Cement company PPC said on Thursday its Zimbabwe business had remained resilient despite the economic challenges in the country over the last 12 months.
It said PPC Zimbabwe had kept its pricing in line with inflationary increases in the economy and demand remained strong, while EBITDA (earnings before interest, taxes, depreciation, and amortization) margins remained within the previously guided range of 30% to 35% for the financial year ending 2019.
"PPC Zimbabwe continues to follow a rigorous approach to liquidity management and cash preservation as highlighted in our update on 5 February," the Johannesburg headquartered group said.
Initiatives included 90 percent of input costs being sourced locally, increasing exports to neighbouring countries, continuing with clinker imports from South Africa and shares purchases of PPC on the Zimbabwe Stock Exchange.
PPC said the introduction of a formalised floating foreign exchange announced by Zimbabwe’s central bank governor John Mangudya last month was a positive development toward curbing the high inflation and excessive premiums created by parallel exchange rates.

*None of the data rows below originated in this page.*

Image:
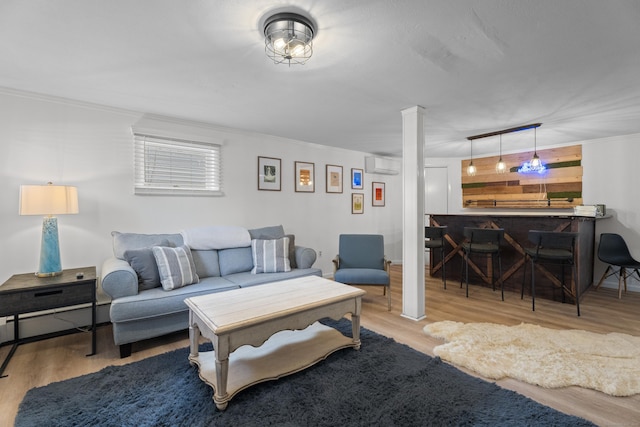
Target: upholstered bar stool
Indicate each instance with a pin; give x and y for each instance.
(551, 247)
(484, 241)
(434, 239)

The exchange market should result in a more efficient allocation of foreign currency, removing the distortions that were impacting the market, and facilitate the repatriation of cash in the medium to long term, it said.
"PPC Zimbabwe’s maintains a good relationship with the Zimbabwean monetary authorities and will persist in engaging the regulators and monitoring developments," the company added.
"The business continues to implement strategies to protect its financial position and utilise regulatory channels to repatriate funds where possible."